With the command line:
python3 sketch_generator.py <corpus_name.conll>
With a Python interpreter:
import RussianSketches
import SketchEntry
parsing(<path to RuSyntax>, <input file>, <output file>) # function for parsing if it is needed
rs = RussianSketches(<corpus_name.conll>, <tag_for_noun>,
<tag_for_adjective>,
<tag_for_verb>,
<tag_for_adverb>,
<tag_for_preposition>,
<tag_for_praedicative>,
<tag_for_punctuation>) # initialization of the RS class
rs.retrieve_candidates() # function for retrieving candidates from a corpus
rs.count_association_measures() # function for counting association measures for candidates
rs.filtering() # function for filtering linkages for candidates
rs.show_results() # function for printing out the results
rs.writing_down_results() # function for writing down the sketch files
Dictionaries possible_bigrams in line 31 and possible_trigrams in line 38 can be changed if new linkages or parts of speech are needed.

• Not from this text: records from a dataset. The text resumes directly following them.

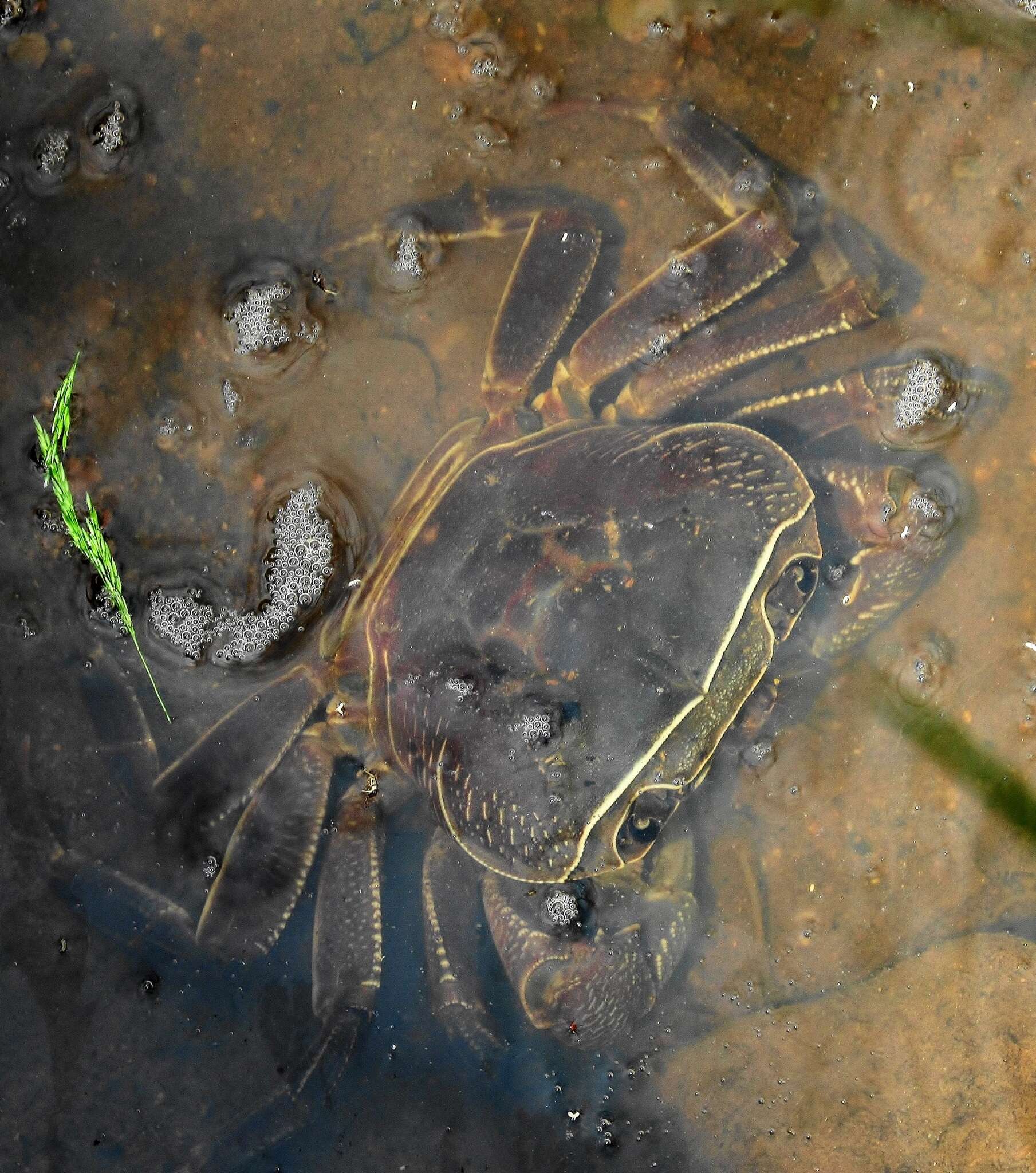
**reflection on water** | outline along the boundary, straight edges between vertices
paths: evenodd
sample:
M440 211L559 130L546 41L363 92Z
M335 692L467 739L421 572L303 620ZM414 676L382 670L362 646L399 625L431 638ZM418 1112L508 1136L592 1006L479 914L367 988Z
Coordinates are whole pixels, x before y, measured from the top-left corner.
M1032 1166L1021 1089L1036 924L1034 38L1027 6L1000 0L838 12L324 0L248 13L0 0L5 1168L175 1169L206 1154L253 1169ZM888 521L880 495L876 513L838 503L861 453L909 466L930 490L888 490L914 502L910 523L932 522L926 501L952 507L955 544L862 650L820 672L800 640L776 701L752 697L707 784L645 856L658 860L649 895L664 884L689 909L693 888L697 921L631 1026L583 1047L535 1030L508 979L527 958L501 965L503 922L486 923L461 872L451 923L469 938L486 1022L507 1045L480 1059L449 1040L421 911L433 823L412 804L387 826L375 1012L341 1077L331 1060L347 1049L336 1044L291 1100L282 1089L319 1033L311 941L337 814L312 825L318 867L276 947L226 962L191 943L230 859L232 820L204 802L232 806L257 747L294 727L283 687L303 714L317 704L305 677L268 686L316 663L318 621L360 597L364 554L407 477L480 411L521 239L455 238L480 196L497 192L492 206L515 216L553 201L601 230L566 345L719 225L644 124L568 101L594 95L692 99L853 218L835 236L854 263L868 243L860 225L888 252L875 253L878 285L895 286L900 312L786 351L716 400L751 415L753 398L864 369L895 391L867 436L893 439L929 413L925 443L939 453L923 460L889 457L856 429L814 427L824 439L807 440L800 418L764 421L810 472L842 469L818 482L835 509L821 516L814 599L837 604L851 589L859 541L841 540L832 516L858 535L853 524L873 536ZM440 198L449 192L461 195ZM768 298L756 311L773 311ZM643 396L679 355L675 338L649 341L658 361L645 352L635 367ZM32 415L80 348L69 479L101 511L171 730L67 555L34 463ZM932 366L942 355L953 364ZM574 469L548 508L575 499L576 481ZM462 568L453 549L429 567ZM555 569L582 572L555 554ZM429 577L429 597L441 585ZM702 592L710 605L722 594ZM773 595L774 625L795 598ZM623 621L651 626L646 604ZM814 636L827 630L815 624ZM241 655L218 658L231 636ZM615 674L625 662L612 644L627 639L566 651L585 653L588 673L612 657ZM663 707L686 683L666 649L644 667ZM435 704L488 687L463 667L451 666ZM338 762L318 779L331 812L350 786L372 802L391 789L350 744L348 683L334 685ZM590 720L585 698L521 699L508 718L516 754L546 757L551 737L571 740ZM642 701L610 704L610 727L628 731L615 753L632 753ZM236 705L245 717L205 751L225 789L156 798L160 771ZM584 773L596 802L600 781ZM276 827L313 808L296 784L270 794ZM644 807L629 834L654 835L669 815ZM494 890L526 915L524 882ZM580 917L596 917L598 934L625 927L607 902L587 904L593 890L555 887L536 922L550 921L568 961ZM635 883L621 895L625 910L646 900ZM346 935L363 928L351 921ZM542 972L529 983L530 1005L573 1004L555 994Z

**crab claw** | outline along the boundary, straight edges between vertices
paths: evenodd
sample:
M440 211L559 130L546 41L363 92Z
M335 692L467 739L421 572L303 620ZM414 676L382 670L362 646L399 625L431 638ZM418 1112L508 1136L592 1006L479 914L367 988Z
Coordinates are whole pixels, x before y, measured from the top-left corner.
M604 1045L651 1010L695 909L690 893L624 873L536 888L494 875L483 902L529 1022L576 1046Z

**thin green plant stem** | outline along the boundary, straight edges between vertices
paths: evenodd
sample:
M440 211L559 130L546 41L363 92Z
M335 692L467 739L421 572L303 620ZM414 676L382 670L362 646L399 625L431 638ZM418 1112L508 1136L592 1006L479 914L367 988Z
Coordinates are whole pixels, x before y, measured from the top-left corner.
M82 520L80 520L75 509L72 488L68 483L68 475L65 472L62 457L68 447L68 436L72 430L72 393L77 367L79 353L76 353L75 361L72 364L68 374L61 380L61 386L54 395L50 430L48 432L35 415L33 416L33 423L36 428L36 440L40 443L40 454L43 460L43 483L50 486L72 544L89 562L94 568L94 572L100 577L109 603L115 608L120 622L133 640L134 647L137 650L137 656L140 656L141 664L143 664L144 671L148 673L151 687L155 690L155 696L158 698L158 704L165 714L165 720L171 723L172 718L169 716L169 710L165 707L162 693L158 692L158 685L155 683L154 676L151 676L151 670L148 667L143 651L141 651L133 617L129 613L126 596L122 594L122 578L119 575L119 567L115 564L111 547L101 530L97 510L94 502L90 501L88 493L86 510Z

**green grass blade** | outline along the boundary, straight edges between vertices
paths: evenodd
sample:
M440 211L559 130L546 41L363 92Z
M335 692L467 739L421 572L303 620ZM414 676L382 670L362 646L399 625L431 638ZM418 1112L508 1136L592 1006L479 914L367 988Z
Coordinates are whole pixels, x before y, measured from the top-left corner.
M1036 791L1027 778L941 713L900 700L891 682L879 677L875 687L878 710L889 725L974 791L987 809L1036 841Z
M119 574L119 567L115 562L115 556L111 554L111 547L108 544L108 540L101 529L101 520L97 516L97 510L94 507L94 502L90 501L88 493L83 520L80 521L75 509L75 499L72 495L72 487L68 483L68 475L62 463L62 457L68 446L68 435L72 429L72 394L77 367L79 353L76 353L75 361L72 364L68 374L61 380L61 386L54 395L54 419L50 430L47 432L35 415L33 416L36 439L40 443L40 455L43 461L43 484L50 486L50 491L57 502L57 510L61 514L61 520L65 522L65 529L68 533L72 544L89 562L94 568L94 572L101 579L108 601L115 608L123 628L126 628L127 635L137 650L137 656L140 656L141 664L143 664L144 671L148 673L151 687L155 690L155 696L158 698L158 704L165 714L165 720L171 723L172 718L169 716L169 710L165 707L162 693L158 692L155 677L151 676L151 670L144 659L143 651L141 651L136 629L133 624L133 616L129 613L126 596L122 594L122 578Z

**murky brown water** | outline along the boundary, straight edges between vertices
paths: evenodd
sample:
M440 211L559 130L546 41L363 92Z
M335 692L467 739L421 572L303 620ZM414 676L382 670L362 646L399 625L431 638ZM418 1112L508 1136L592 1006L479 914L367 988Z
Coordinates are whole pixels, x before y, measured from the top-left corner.
M1014 820L990 806L903 717L937 713L1001 773L1034 774L1036 23L994 0L487 0L459 54L435 15L0 0L0 1166L1036 1168L1036 847L1017 802ZM908 312L795 352L768 386L909 344L997 372L1009 398L943 449L970 488L946 569L778 720L765 769L722 750L686 804L702 923L632 1032L577 1051L537 1033L482 934L509 1046L480 1066L447 1040L421 940L431 822L411 806L390 830L385 976L351 1064L285 1138L279 1120L242 1134L312 1029L312 881L266 958L223 965L138 931L103 880L55 882L50 853L197 915L205 854L156 819L150 781L311 655L317 625L259 665L195 662L149 624L151 591L255 608L271 516L310 481L360 574L418 461L480 411L517 238L447 248L411 291L345 242L463 185L563 188L614 217L591 314L705 235L715 211L643 126L555 91L691 97L917 269ZM128 121L109 155L95 130L113 96ZM47 138L62 128L67 157ZM291 340L237 353L226 314L284 277ZM77 350L69 475L104 515L172 726L48 522L31 418ZM327 597L353 572L345 560Z

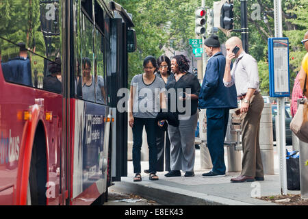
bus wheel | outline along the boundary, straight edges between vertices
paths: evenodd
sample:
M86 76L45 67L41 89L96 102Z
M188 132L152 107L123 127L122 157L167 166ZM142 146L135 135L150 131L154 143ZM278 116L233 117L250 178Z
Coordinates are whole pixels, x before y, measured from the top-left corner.
M47 179L46 142L42 125L36 129L29 172L27 204L45 205ZM29 201L28 201L29 200Z

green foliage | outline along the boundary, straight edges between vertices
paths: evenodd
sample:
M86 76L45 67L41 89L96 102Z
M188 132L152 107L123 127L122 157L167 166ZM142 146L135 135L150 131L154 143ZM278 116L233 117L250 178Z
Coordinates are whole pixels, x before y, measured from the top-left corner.
M218 0L206 0L205 5L213 8ZM188 39L194 35L194 10L201 5L201 0L118 0L127 11L133 14L137 33L137 51L129 56L129 77L142 72L142 60L149 55L155 57L172 47L179 51L191 52ZM307 0L283 0L283 36L290 40L290 90L294 79L300 66L301 60L306 53L300 40L308 30ZM233 1L234 29L240 29L240 1ZM253 4L261 6L261 20L253 20L251 15L255 8ZM268 38L274 36L274 4L271 0L247 1L249 29L249 53L258 62L261 88L266 94L269 91L268 65L266 62ZM296 15L296 18L294 18ZM263 18L266 16L268 23ZM220 42L228 38L218 31ZM241 37L240 32L231 32L231 36ZM172 43L170 43L172 42Z

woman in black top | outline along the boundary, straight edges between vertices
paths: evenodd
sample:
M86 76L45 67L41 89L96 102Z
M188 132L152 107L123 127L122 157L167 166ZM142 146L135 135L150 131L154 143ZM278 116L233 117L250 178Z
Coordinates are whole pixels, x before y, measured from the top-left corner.
M175 55L171 60L173 74L168 78L166 88L168 110L176 109L179 125L168 127L171 171L165 175L167 177L181 176L180 170L185 172L185 177L194 176L194 133L201 86L198 78L188 72L189 68L190 61L183 55Z

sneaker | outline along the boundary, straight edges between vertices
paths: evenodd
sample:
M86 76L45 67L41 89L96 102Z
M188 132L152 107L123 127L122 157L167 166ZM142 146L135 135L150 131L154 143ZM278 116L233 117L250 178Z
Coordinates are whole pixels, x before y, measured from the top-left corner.
M255 177L255 179L256 181L264 181L264 177Z
M166 177L181 177L180 170L171 170L168 173L165 174Z
M218 174L216 173L215 172L213 172L212 170L207 173L203 173L202 175L203 177L223 177L225 176L226 176L225 174Z
M185 172L185 177L194 177L194 171L186 171Z

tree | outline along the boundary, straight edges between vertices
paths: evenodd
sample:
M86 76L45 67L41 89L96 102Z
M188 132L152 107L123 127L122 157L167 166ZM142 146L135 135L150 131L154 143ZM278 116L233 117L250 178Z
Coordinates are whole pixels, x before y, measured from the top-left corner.
M137 51L129 56L129 76L142 72L142 62L149 55L158 57L171 46L177 50L191 52L188 39L194 36L194 10L201 6L201 0L118 0L127 11L133 14L138 40ZM218 0L206 0L209 8ZM234 29L240 29L240 1L233 1ZM254 20L255 13L253 4L260 5L261 20ZM308 29L308 10L307 0L283 0L283 36L290 39L291 90L293 81L305 51L300 40ZM268 94L268 66L266 62L268 38L274 36L274 5L271 0L248 1L248 21L249 29L249 53L258 62L262 92ZM266 18L266 19L263 19ZM267 21L268 22L265 22ZM227 39L224 34L218 31L220 42ZM239 32L231 32L231 36L241 37Z

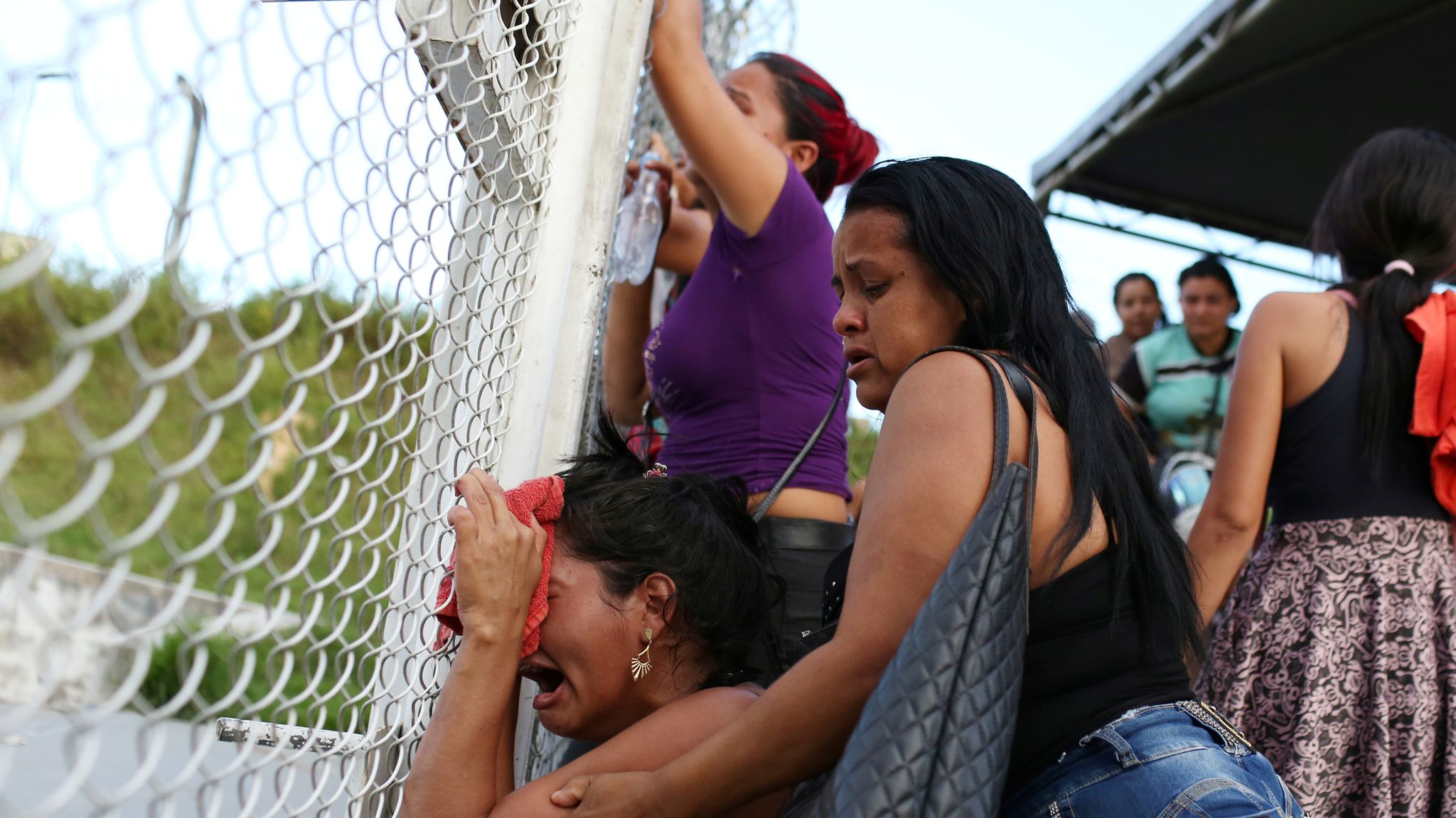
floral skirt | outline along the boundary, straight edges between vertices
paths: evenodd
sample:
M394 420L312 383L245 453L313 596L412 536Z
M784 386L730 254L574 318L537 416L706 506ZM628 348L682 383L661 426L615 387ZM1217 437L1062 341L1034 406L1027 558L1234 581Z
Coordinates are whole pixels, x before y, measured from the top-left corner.
M1318 817L1456 815L1456 549L1409 517L1273 527L1198 694Z

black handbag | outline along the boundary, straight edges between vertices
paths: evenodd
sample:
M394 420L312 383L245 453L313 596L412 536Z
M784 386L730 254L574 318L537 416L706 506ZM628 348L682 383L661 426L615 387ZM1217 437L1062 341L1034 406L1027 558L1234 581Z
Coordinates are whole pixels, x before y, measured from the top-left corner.
M782 815L990 818L1000 809L1026 642L1037 403L1016 364L961 346L932 352L943 349L974 355L992 373L990 491L881 675L839 764L801 786ZM1026 409L1029 466L1008 463L1008 402L997 368Z

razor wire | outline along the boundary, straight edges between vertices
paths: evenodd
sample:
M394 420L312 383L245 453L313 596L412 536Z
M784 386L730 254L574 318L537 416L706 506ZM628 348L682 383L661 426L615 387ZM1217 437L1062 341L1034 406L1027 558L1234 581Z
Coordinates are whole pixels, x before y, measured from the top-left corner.
M664 3L680 0L655 0L654 12L660 12ZM759 51L791 51L796 32L796 12L794 0L699 0L703 3L703 55L713 74L724 76L738 67ZM662 103L657 99L657 92L651 82L652 42L648 39L646 58L642 63L642 73L638 79L636 108L632 112L632 135L628 154L641 157L648 151L652 134L660 134L673 157L686 159L683 146L673 131ZM660 271L660 275L671 277L671 272ZM601 345L606 341L607 304L603 301L597 319L598 333L591 357L591 399L582 409L582 429L600 415L603 405L601 381ZM590 441L585 437L581 445Z
M0 29L0 814L397 812L581 3Z
M676 0L658 0L676 1ZM794 0L702 0L703 3L703 54L718 76L737 68L757 51L791 51L796 33ZM677 154L681 144L673 134L667 114L652 90L648 77L651 70L651 44L648 45L646 70L638 96L638 109L632 118L633 156L646 150L652 132L662 134L668 148Z

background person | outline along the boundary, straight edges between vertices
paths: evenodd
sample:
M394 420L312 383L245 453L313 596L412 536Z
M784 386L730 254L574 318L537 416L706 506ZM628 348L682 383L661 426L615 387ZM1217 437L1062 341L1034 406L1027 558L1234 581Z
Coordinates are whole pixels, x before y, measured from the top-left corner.
M1123 332L1102 345L1108 380L1121 374L1134 344L1168 323L1163 301L1158 297L1158 284L1146 272L1130 272L1118 278L1112 285L1112 306L1117 307L1117 319L1123 322Z
M1184 323L1158 330L1133 346L1114 384L1127 405L1147 418L1160 454L1216 454L1229 406L1227 373L1239 351L1239 290L1229 269L1206 256L1178 274Z
M936 352L964 344L1040 384L1034 591L1002 814L1299 815L1268 763L1188 702L1187 552L1025 191L965 160L877 166L849 191L834 272L850 377L885 412L837 633L660 771L577 779L553 801L584 799L581 818L718 815L834 766L986 498L1002 376ZM1016 402L1009 432L1025 461Z
M457 485L466 505L450 523L464 639L405 785L406 815L558 815L549 796L572 776L657 769L757 697L744 681L776 588L743 483L644 477L646 466L606 422L597 451L562 473L550 608L540 648L524 658L545 530L521 524L483 472ZM533 704L546 729L604 744L513 792L518 675L540 684ZM734 815L773 815L786 796Z
M791 57L756 55L719 84L702 51L697 3L668 3L652 23L651 76L713 224L661 326L649 332L646 310L632 313L613 295L607 406L632 422L651 400L670 428L661 460L738 476L753 504L828 418L760 525L789 585L780 636L792 642L820 627L824 568L852 537L847 389L836 399L844 362L823 202L878 146L833 86Z
M1200 690L1315 815L1456 814L1456 555L1431 441L1408 434L1405 316L1456 269L1456 143L1386 131L1313 229L1345 291L1249 319L1213 488L1188 541L1211 617L1273 507ZM1423 365L1423 377L1425 368ZM1450 361L1434 374L1456 377Z

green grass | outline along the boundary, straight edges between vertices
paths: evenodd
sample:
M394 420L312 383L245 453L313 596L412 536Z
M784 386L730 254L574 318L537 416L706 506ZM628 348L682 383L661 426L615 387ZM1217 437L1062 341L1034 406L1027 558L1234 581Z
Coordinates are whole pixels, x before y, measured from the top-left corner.
M412 400L408 393L424 384L419 358L408 355L408 344L395 344L393 351L373 364L365 358L384 348L396 325L408 329L411 314L396 319L390 304L355 304L328 291L303 298L271 291L242 298L230 314L192 320L179 303L179 295L189 294L173 293L162 278L146 281L143 287L146 301L128 329L87 346L93 360L70 400L25 424L22 454L0 492L10 495L10 502L31 520L63 508L93 469L86 448L77 441L105 440L141 413L149 399L160 397L150 434L111 453L111 479L90 512L47 536L45 549L100 566L125 560L132 573L173 584L191 582L199 591L224 597L242 587L246 600L304 613L306 619L306 611L317 608L310 633L298 642L313 645L312 652L284 646L281 640L290 633L266 638L256 649L262 664L245 699L265 700L268 697L255 687L262 684L266 690L277 683L282 686L281 696L272 699L288 702L320 667L326 675L335 670L348 672L345 680L328 678L325 687L342 686L341 696L357 691L373 674L371 664L364 661L370 640L360 636L361 630L373 627L379 604L367 600L383 595L390 579L386 556L400 536L397 515L384 514L381 507L403 492L408 469L402 450L415 442L412 428L402 428L409 422L408 409L392 421L379 421L392 400L408 403ZM124 291L114 279L70 263L0 293L0 402L13 405L36 394L67 364L57 323L95 325L122 303ZM54 320L47 317L47 304ZM54 314L57 311L60 316ZM261 339L285 327L293 317L297 325L280 344L256 355L245 354L246 339ZM125 333L130 333L131 355L143 360L140 367L128 357L122 342ZM202 341L195 341L198 338ZM163 367L194 342L201 344L201 355L188 374L163 381L160 393L143 383L138 368ZM428 333L418 348L428 348ZM380 386L386 377L397 374L403 376L403 394ZM204 403L253 376L256 383L242 400L213 416L202 410ZM373 387L371 378L377 378ZM339 406L341 399L355 393L361 393L363 400ZM243 480L264 457L268 435L256 434L255 426L278 418L296 402L300 405L294 425L298 447L317 447L341 424L342 437L329 450L332 454L300 457L297 450L288 451L271 477L269 496ZM213 435L215 442L205 450ZM389 437L397 437L399 442L387 444ZM170 488L159 477L169 464L199 450L205 450L199 466ZM363 460L363 466L344 477L331 457ZM307 479L310 461L314 473ZM377 486L365 489L365 480ZM246 488L227 502L215 501L217 489L230 483ZM268 504L288 496L296 488L300 492L296 502L266 511ZM130 547L116 547L169 501L172 492L176 493L175 507L162 530ZM6 508L0 505L0 541L33 544L22 537L17 518ZM312 592L310 584L316 585ZM169 635L154 654L157 667L149 675L146 702L157 704L154 697L160 696L160 702L170 697L163 696L165 680L172 678L176 684L181 678L179 649L195 655L195 649L179 648L185 639L182 632ZM208 665L207 687L198 694L202 702L230 687L218 687L224 680L214 677L221 672L218 668L237 661L236 646L226 642L221 638L210 648L227 661ZM358 645L352 654L341 648L351 643ZM291 668L290 661L294 662ZM328 697L329 702L335 699L339 696ZM332 707L329 719L336 720L336 703L313 704ZM250 712L229 715L258 718Z
M357 697L373 674L373 664L367 661L371 639L361 636L371 627L370 620L379 605L367 600L383 594L389 581L384 556L399 537L397 528L386 523L387 514L379 509L370 514L370 504L379 505L387 496L400 493L406 477L402 458L390 460L383 453L383 438L400 437L405 448L415 441L414 432L402 429L397 418L374 431L365 429L380 416L380 396L389 394L377 386L379 381L373 390L365 390L367 396L360 403L342 410L338 403L342 396L361 392L368 384L371 373L365 354L384 346L396 319L389 314L389 304L365 304L352 326L331 333L331 325L361 313L352 301L326 291L301 300L271 291L242 298L230 316L215 313L191 320L179 303L179 297L192 297L189 293L173 293L162 278L143 285L146 301L130 322L128 332L134 342L132 354L140 355L146 367L166 365L199 332L210 335L191 367L191 376L165 381L165 400L150 425L150 435L111 454L114 473L95 509L48 536L45 547L50 553L100 566L128 560L132 573L167 582L194 582L198 589L221 595L234 592L242 584L246 600L282 605L294 613L319 605L319 620L309 636L297 642L298 646L284 645L288 633L280 633L252 651L259 665L252 671L240 702L227 715L291 720L287 710L294 707L294 715L300 718L296 723L312 725L317 723L322 709L325 722L336 728L342 702ZM67 361L61 335L47 319L44 304L58 310L66 323L84 327L115 310L122 294L124 287L114 279L79 263L60 265L60 269L48 271L28 285L0 293L0 402L15 403L38 393ZM256 357L245 355L246 338L259 339L287 326L293 311L298 311L297 325L280 345ZM411 316L402 316L399 323L400 329L408 327ZM290 373L309 370L333 355L335 338L342 344L338 344L338 357L332 362L309 377L290 377ZM427 351L428 335L419 339L418 346L421 352ZM89 348L95 360L86 377L64 410L45 412L25 425L20 458L9 480L0 486L0 492L10 492L31 518L61 508L84 483L92 466L77 442L79 434L105 438L141 412L149 397L138 367L128 358L119 336L109 336ZM201 412L202 402L227 394L259 365L258 380L248 394L217 413L218 421L208 421ZM418 360L412 362L397 352L386 355L373 374L383 380L390 373L405 376L406 393L424 383ZM335 474L328 456L314 457L312 480L301 486L294 504L277 512L265 512L269 493L258 486L236 493L232 508L214 502L218 486L240 480L262 457L255 424L278 418L294 400L301 402L294 431L303 448L317 445L331 429L347 422L332 453L349 461L361 458L370 448L374 456L365 458L358 474L347 483ZM408 410L402 410L399 418L408 418ZM167 489L157 477L159 470L194 451L211 434L210 424L218 422L215 444L201 467L176 482L176 505L165 527L125 550L116 549L115 543L141 525L165 499ZM89 431L79 431L82 428ZM850 424L852 480L863 477L877 440L869 424ZM282 470L272 476L272 498L284 498L298 486L307 473L307 460L297 453L282 458ZM381 488L361 491L360 477L379 482ZM336 504L341 505L329 512ZM310 524L310 520L314 523ZM351 531L361 521L363 525ZM220 537L218 544L207 546L214 534ZM0 540L20 541L16 521L3 507ZM255 565L245 568L249 560ZM339 573L323 591L306 597L310 582L333 571ZM191 645L189 633L195 629L195 624L185 624L169 632L156 646L138 694L140 707L157 707L172 700L202 654L208 659L201 686L179 715L197 715L198 706L218 702L233 687L249 649L240 648L230 636ZM341 670L347 671L345 678L333 678ZM323 687L333 690L298 699L310 678L323 678ZM345 723L342 729L349 726Z
M875 456L879 429L860 418L849 419L849 482L863 480L869 473L869 460Z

This algorithm shows the sketches for a wanted word.
With the command line:
python3 sketch_searcher.py <wanted word> <path to skethces directory> <ranging metric> <number of sketch examples to show>
With a Python interpreter:
import SketchEntry
import get_sketches_by_word
metric = 'dice'
ignored_linkages = [] # can contain any linkages that should be ignored
get_sketches_by_word(<wanted word>,
<path to skethces directory>,
<number of sketch examples to show>,
ignored_linkages)
It is possible to choose one of the nine following metrics for ranging:
- 'dice'
- 'chi' - chi-squared
- 'poisson-stirling'
- 'jaccard'
- 'fisher'
- 'pmi'
- 'mi'
- 'likelihood-ratio'
- 't-score'
Search is case sensitive. The case of a searched lemma should be the same as the case of a lemma provided by your morphological parser. RuSyntax writes all letters CAPITAL.